One of my favourite gags was when George Michael was dating Anne, she was always a bit questionable. I would like to be another… love interest? But with some kind of palpable physical or personality defect, where it’s like ‘her?! really…?’


You’ve in the past mentioned literary figures such as Ernest Hemmingway or Dylan Thomas. Are there any writers with whom you almost wish you could appropriate their work, as though you had penned it yourself?

Right now I’m on a big Joan Didion kick. I’ve been reading The White Album, which is a book of her essays. She’s just so bright and graceful and quite stylish too, I appreciate that. Other than that, I was reading this book on evolutionary theory, written by Steven Pinker whose a Harvard dude. I’m curious as to why we are how we are and why some civilizations developed different to others. This is just how life is, oh but why? It’s not that exciting to just take things for granted.


Of all the persons you’ve previously encountered, whom in your opinion could you learn the most from?

Hmm.
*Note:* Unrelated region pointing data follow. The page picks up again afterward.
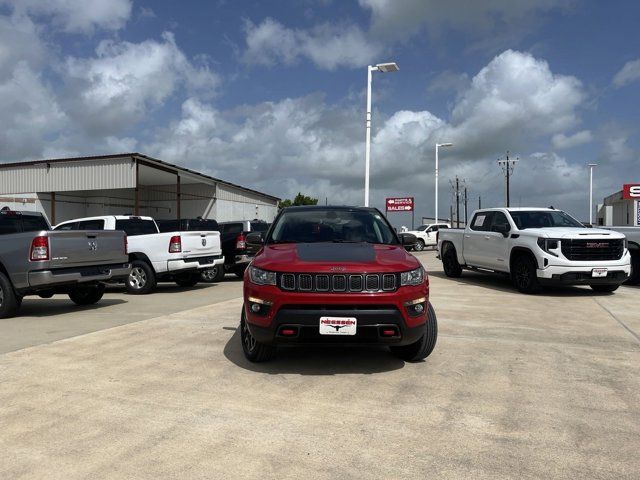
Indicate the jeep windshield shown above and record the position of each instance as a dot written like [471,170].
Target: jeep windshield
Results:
[543,219]
[316,225]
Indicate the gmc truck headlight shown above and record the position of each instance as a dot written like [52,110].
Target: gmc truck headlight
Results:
[413,277]
[548,244]
[262,277]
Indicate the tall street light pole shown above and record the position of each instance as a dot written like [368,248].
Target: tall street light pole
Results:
[438,145]
[384,68]
[591,165]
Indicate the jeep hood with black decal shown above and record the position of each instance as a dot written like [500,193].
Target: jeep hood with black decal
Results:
[335,257]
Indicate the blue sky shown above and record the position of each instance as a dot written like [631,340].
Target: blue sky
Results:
[271,94]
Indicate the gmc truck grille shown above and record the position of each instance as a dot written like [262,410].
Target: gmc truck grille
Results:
[601,249]
[317,282]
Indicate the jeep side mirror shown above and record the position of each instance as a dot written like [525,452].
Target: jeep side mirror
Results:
[254,239]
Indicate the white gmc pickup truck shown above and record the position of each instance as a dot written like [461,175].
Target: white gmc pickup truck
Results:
[156,256]
[536,247]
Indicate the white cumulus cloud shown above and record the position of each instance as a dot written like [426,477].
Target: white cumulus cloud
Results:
[629,73]
[328,46]
[560,140]
[76,15]
[118,86]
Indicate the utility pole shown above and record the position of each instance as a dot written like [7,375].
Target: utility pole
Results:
[457,203]
[465,205]
[507,169]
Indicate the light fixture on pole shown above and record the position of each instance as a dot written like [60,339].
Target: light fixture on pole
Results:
[384,68]
[591,165]
[438,145]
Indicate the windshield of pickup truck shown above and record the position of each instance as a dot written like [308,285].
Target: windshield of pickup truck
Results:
[331,225]
[543,219]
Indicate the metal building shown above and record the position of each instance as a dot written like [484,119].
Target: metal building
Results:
[128,183]
[621,208]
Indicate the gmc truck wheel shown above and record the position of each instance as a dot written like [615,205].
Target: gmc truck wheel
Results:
[9,303]
[421,349]
[604,288]
[450,263]
[142,278]
[253,350]
[87,294]
[523,275]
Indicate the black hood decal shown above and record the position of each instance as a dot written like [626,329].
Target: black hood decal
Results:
[336,252]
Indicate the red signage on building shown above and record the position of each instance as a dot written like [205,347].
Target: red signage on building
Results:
[631,191]
[404,204]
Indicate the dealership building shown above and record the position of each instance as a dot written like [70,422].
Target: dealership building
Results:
[622,208]
[130,183]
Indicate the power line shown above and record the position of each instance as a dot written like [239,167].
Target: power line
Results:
[508,166]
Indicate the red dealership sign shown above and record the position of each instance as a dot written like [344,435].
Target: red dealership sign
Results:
[631,191]
[404,204]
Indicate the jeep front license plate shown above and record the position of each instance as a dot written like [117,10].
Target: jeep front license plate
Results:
[599,272]
[338,325]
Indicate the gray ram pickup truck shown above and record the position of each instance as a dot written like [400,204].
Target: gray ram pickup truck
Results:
[34,260]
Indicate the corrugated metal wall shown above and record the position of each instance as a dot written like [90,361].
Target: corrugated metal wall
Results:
[68,176]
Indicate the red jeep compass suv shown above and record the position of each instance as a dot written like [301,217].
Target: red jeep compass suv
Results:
[335,275]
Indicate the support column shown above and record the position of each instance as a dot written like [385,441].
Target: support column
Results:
[136,202]
[53,208]
[178,199]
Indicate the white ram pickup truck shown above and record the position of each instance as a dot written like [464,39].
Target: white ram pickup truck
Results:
[427,235]
[536,247]
[155,256]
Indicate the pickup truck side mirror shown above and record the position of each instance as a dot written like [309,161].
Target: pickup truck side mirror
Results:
[254,239]
[504,229]
[408,239]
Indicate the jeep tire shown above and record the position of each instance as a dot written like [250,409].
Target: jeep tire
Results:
[414,352]
[254,351]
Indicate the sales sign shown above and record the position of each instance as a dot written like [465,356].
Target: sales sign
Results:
[404,204]
[631,191]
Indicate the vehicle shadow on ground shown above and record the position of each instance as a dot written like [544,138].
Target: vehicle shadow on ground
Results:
[316,360]
[49,307]
[503,283]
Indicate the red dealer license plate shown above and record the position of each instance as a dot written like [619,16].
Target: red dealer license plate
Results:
[338,325]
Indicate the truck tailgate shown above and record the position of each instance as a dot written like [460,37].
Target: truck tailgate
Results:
[200,244]
[72,248]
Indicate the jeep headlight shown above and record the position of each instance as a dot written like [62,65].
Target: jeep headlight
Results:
[413,277]
[262,277]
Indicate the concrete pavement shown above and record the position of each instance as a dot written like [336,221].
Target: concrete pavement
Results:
[518,386]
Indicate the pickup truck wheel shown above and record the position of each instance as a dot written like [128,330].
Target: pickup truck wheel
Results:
[239,271]
[450,263]
[213,275]
[188,279]
[87,294]
[634,277]
[523,275]
[142,278]
[254,350]
[421,349]
[9,303]
[604,288]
Gosh so many. I don’t really know. I’d say my aunt and uncle, a jazz duo called Tuck & Patti. They took me on the road with them when I was younger, up through my early twenties I tour managed them out on the road. I think they really taught me what it means to be a musician, in both a logistical and a spiritual sense. To be dedicated to what you do and approach the work with enough humility and resolve. They would always say ‘Be good to the music and the music will be good to you’. That’s nice.
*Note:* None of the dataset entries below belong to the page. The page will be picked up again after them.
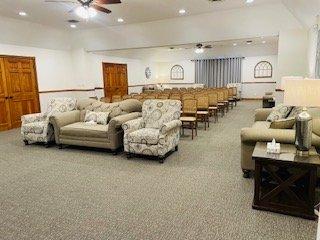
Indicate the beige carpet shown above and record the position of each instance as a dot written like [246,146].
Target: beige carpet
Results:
[198,193]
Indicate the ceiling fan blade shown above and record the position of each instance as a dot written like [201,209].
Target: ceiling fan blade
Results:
[60,1]
[107,1]
[101,9]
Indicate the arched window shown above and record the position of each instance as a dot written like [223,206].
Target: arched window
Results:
[263,70]
[177,72]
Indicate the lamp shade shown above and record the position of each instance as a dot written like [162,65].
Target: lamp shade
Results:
[304,93]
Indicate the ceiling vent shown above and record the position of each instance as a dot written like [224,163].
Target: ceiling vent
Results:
[73,21]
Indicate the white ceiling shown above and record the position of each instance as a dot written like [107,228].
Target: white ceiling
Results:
[133,11]
[186,52]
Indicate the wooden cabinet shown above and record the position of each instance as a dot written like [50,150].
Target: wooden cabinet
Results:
[18,90]
[115,79]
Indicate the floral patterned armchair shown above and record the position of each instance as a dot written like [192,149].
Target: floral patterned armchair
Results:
[36,127]
[158,131]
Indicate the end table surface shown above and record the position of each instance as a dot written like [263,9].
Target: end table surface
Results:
[292,195]
[287,154]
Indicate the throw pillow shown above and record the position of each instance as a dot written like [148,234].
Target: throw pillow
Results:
[279,112]
[286,123]
[98,117]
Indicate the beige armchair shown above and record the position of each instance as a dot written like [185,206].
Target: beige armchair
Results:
[157,133]
[36,127]
[261,132]
[70,128]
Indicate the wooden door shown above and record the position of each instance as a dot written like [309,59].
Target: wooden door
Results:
[22,88]
[115,79]
[5,122]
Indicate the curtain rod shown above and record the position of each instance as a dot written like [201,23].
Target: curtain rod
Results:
[216,58]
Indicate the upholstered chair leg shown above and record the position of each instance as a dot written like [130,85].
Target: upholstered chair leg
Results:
[161,159]
[246,173]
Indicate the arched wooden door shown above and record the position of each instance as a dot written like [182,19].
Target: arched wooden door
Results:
[18,90]
[115,78]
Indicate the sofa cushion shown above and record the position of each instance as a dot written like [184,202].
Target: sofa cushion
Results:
[286,123]
[145,136]
[279,112]
[261,125]
[35,127]
[97,117]
[81,129]
[157,112]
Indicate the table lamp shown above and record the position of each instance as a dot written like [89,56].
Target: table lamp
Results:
[303,93]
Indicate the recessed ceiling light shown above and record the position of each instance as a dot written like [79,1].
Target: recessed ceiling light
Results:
[182,11]
[199,50]
[23,14]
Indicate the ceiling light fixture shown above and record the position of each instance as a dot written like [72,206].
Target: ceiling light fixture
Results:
[182,11]
[23,14]
[199,50]
[86,12]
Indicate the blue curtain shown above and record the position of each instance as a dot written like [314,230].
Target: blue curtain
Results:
[218,72]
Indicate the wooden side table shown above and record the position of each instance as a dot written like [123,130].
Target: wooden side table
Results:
[285,183]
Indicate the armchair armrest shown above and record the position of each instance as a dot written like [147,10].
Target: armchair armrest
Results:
[167,127]
[116,122]
[266,135]
[262,114]
[35,117]
[132,125]
[60,120]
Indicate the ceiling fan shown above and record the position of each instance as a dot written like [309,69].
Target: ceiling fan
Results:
[88,8]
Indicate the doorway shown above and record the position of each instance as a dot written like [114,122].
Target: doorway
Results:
[115,79]
[19,93]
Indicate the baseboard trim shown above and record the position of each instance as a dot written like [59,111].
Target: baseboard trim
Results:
[251,98]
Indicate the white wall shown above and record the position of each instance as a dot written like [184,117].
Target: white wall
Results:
[256,87]
[54,70]
[255,21]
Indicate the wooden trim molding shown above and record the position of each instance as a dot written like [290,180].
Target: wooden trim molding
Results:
[259,82]
[70,90]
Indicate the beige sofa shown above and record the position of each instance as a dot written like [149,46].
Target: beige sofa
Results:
[261,132]
[70,129]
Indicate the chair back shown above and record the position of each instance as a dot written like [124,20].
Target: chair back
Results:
[157,112]
[189,107]
[220,96]
[116,98]
[105,100]
[202,102]
[126,97]
[213,99]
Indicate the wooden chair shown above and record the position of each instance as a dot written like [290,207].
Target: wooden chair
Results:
[116,98]
[187,96]
[163,96]
[124,97]
[105,99]
[213,105]
[221,105]
[189,116]
[203,110]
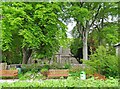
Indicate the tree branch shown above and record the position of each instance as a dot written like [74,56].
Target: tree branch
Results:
[96,14]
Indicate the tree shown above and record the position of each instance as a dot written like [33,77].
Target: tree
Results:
[85,26]
[36,24]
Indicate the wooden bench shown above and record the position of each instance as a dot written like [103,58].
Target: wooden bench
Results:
[9,73]
[58,73]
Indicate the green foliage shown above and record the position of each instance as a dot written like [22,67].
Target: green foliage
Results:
[69,82]
[103,62]
[33,68]
[32,25]
[31,75]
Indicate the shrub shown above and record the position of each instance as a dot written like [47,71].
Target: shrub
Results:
[103,63]
[33,68]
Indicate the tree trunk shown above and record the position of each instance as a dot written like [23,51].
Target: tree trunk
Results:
[85,49]
[26,54]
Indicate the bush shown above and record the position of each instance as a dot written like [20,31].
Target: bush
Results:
[33,68]
[103,63]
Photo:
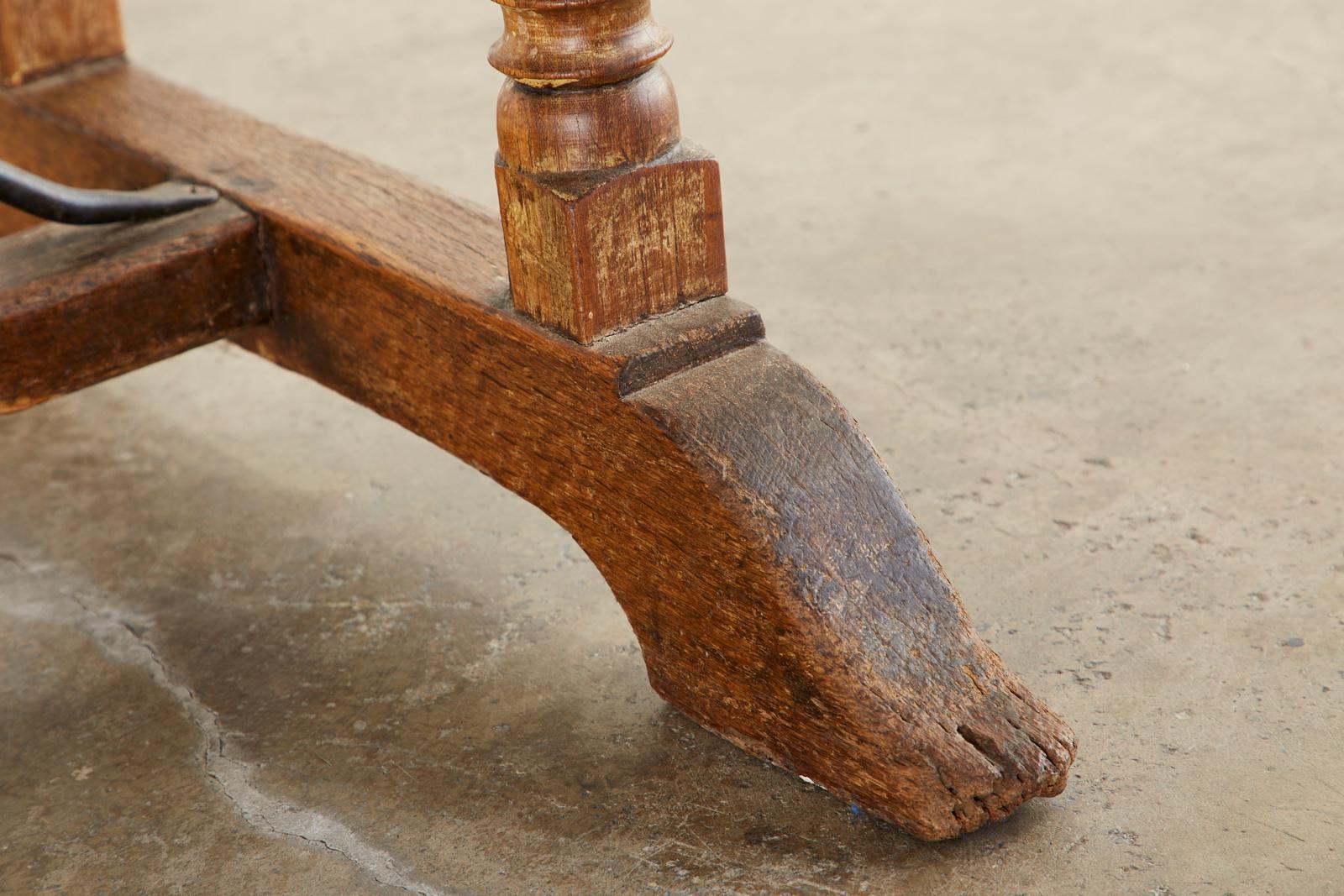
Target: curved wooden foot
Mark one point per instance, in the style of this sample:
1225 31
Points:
788 600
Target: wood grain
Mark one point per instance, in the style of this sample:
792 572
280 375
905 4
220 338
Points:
609 217
80 305
780 589
40 36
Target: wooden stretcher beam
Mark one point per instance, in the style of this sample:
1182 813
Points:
781 591
80 305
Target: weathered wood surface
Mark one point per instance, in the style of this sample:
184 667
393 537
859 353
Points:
609 217
80 305
37 144
780 590
40 36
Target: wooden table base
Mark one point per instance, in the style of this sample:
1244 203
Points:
780 589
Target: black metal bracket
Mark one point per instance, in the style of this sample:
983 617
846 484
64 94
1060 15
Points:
71 206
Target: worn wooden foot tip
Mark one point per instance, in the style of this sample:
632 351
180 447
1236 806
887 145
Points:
786 600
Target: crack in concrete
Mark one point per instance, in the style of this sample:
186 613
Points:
124 641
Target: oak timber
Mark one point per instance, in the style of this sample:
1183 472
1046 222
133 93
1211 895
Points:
80 305
40 36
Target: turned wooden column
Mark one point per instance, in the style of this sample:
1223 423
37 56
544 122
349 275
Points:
609 215
40 36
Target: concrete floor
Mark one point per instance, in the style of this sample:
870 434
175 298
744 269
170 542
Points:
1075 268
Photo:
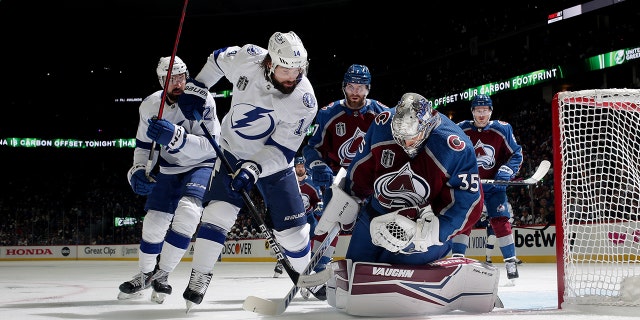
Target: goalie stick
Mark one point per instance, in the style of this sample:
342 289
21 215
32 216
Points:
279 306
543 168
277 249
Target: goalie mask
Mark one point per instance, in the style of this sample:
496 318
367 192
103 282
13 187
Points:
413 121
286 50
179 67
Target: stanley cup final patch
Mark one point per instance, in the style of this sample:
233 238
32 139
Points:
309 100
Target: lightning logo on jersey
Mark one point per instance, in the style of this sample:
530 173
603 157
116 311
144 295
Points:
247 119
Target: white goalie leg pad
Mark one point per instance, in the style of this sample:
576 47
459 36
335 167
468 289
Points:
338 284
384 290
295 239
342 208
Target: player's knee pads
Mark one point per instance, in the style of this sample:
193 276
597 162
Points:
155 226
491 240
294 239
220 213
501 226
187 216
Did you have a bit of a jazz upbringing?

Yeah, in so far as they gave me Mingus and Coltrane records, Charlie Parker, Sarah Vaughan, you know…


How did your acquaintance with David Byrne come about?

David is a New York fixture, he goes to so many shows, he’s so curious and engaged in the music scene, the arts scene and really the everything scene. He’d come to a bunch of St. Vincent’s shows, I met him there and he’s delightful, so completely kind that he’s not at all intimidating in the way that he could be. I’m a big Talking Heads fan. I’d say Remain In Light is my favourite of their records cause it’s so abstract but at the same time so catchy and pop [starts humming Once In A Lifetime] with that watery sound… such a great song! Also he doesn’t look back. He’s not one of those who goes ‘things were so much better back in 1979’. That’s a big lesson that I’ve learnt from him, just to always be moving forward, don’t get hung up on idealizing the past.


What is the nicest description anyone has ever given of your eyes?

Of my eyes?! Oh my god [laughs] I don’t think I’d remember… I’m not even sure if anybody has said anything, maybe not directly to me. Except my mom…


Daintily holding a teacup she enters the stage, with sleeves of yellow plumage likening her in appearance to Tweety Pie. The impression is misleading, as anecdotes of Upper East Side interior decorators are interspersed with a lament for what punk has become [a pink toilet brush by the name of Syd Dishes] and a thrashy rendition of She Is Beyond Good & Evil from The Pop Group. With lights extinguished, a red glare smoulders from beneath as Annie Clark, like a soul possessed, steps forward with ire and menace deep into the body of onlookers, chanting the incantation ‘Your lips are red, my face is red from reading your red lips. My hands are red, my hands are red from sealing your red lips.’